Department of Electrical and Electronic Engineering, Tokyo University of Agriculture and Technology, Koganei-shi, Tokyo, 184-8588, Japan.
Sci Rep. 2019 May 10;9(1):7246. doi: 10.1038/s41598-019-43558-z.
Motor variability is inevitable in human body movements and has been addressed from various perspectives in motor neuroscience and biomechanics: it may originate from variability in neural activities, or it may reflect a large number of degrees of freedom inherent in our body movements. How to evaluate motor variability is thus a fundamental question. Previous methods have quantified (at least) two striking features of motor variability: smaller variability in the task-relevant dimension than in the task-irrelevant dimension and a low-dimensional structure often referred to as synergy or principal components. However, the previous methods cannot be used to quantify these features simultaneously and are applicable only under certain limited conditions (e.g., one method does not consider how the motion changes over time, and another does not consider how each motion is relevant to performance).

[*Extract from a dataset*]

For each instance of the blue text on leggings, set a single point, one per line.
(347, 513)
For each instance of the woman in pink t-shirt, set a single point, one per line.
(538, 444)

Here, we propose a flexible and straightforward machine learning technique for quantifying task-relevant variability, task-irrelevant variability, and the relevance of each principal component to task performance while considering how the motion changes over time and its relevance to task performance in a data-driven manner. Our method reveals the following novel property: in motor adaptation, the modulation of these different aspects of motor variability differs depending on the perturbation schedule.
运动变异性在人体运动中是不可避免的,在运动神经科学和生物力学中已经从不同的角度进行了研究:它可能源于神经活动的变异性,也可能反映了我们身体运动中固有的大量自由度。因此,如何评估运动变异性是一个基本问题。先前的方法已经量化了(至少)运动变异性的两个显著特征:与任务无关的维度相比,任务相关的维度的变异性更小,以及通常被称为协同作用或主要成分的低维结构。然而,先前的方法不能同时用于量化这些特征,并且仅在某些有限的条件下适用(例如,一种方法不考虑运动随时间的变化,另一种方法不考虑每个运动与性能的相关性)。在这里,我们提出了一种灵活且直接的机器学习技术,用于量化任务相关的变异性、任务无关的变异性以及每个主要成分与任务性能的相关性,同时考虑运动随时间的变化及其与任务性能的相关性。我们的方法揭示了以下新的特性:在运动适应中,这些不同方面的运动变异性的调制取决于扰动计划。